The sheriff laughed, but the middle-aged man appeared to be unaffected by my charms.
“You wanna be careful around here,” he warned gruffly.
“Does this area have a reputation for crime?” I asked.
“No,” he said, taken aback. “But people around here ain’t used to what you’re doin’. The owner of the land here, if he saw you walkin’, he’d a shot ya.
“What you’re doin’ ain’t normal,” he continued. “In my lifetime, I’ve never seen a hiker down this road. And my dad’s never seen one in his.
“What you’re doin’, it’s . . . it’s . . . strange.”
At the moment, I was innocently standing next to my tent, yet he spoke as if I were oiling myself up for a satanic ritual.
“It’s strange,” he muttered again.
“I’m sorry I raised the alarm,” I said. “I’ll pack up and be on my way now.”

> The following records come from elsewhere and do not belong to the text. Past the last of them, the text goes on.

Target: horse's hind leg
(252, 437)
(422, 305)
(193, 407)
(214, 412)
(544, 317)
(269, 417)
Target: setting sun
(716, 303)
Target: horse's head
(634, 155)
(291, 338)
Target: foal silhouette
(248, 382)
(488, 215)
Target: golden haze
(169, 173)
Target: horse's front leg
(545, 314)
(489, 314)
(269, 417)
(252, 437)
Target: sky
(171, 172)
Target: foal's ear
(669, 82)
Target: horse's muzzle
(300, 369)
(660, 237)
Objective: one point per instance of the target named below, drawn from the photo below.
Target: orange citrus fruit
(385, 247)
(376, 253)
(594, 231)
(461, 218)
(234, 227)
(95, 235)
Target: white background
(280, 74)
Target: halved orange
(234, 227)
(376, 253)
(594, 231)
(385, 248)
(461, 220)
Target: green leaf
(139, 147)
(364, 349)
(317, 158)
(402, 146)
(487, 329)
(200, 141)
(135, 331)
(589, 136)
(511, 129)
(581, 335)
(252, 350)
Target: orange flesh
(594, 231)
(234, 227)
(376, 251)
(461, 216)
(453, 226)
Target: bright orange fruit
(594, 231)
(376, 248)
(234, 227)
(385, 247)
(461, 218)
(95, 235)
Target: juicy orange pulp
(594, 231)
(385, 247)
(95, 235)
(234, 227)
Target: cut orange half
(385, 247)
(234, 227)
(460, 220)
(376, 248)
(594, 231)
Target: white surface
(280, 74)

My tone was compassionate and apologetic, but I was flustered. This was the first time in forty days that someone had asked for my ID (not including border crossings). It was suggested that I might get shot. It’s a shame, I thought, how I’d just walked through incredible scenery—a stunning stony-cliffed landscape—but no one except for me, a few cows, and a handful of xenophobes would ever get to see it.
In time, though, I’d feel sympathy for them. If I had been in their situation—having lived all their days in remote lands and having had no exposure to hikers, hitchhikers, and bearded travelers—I’d probably feel just as scared and act the same way, too.
“I’d stay on the roads,” the gruff man said, which I did for about ten minutes.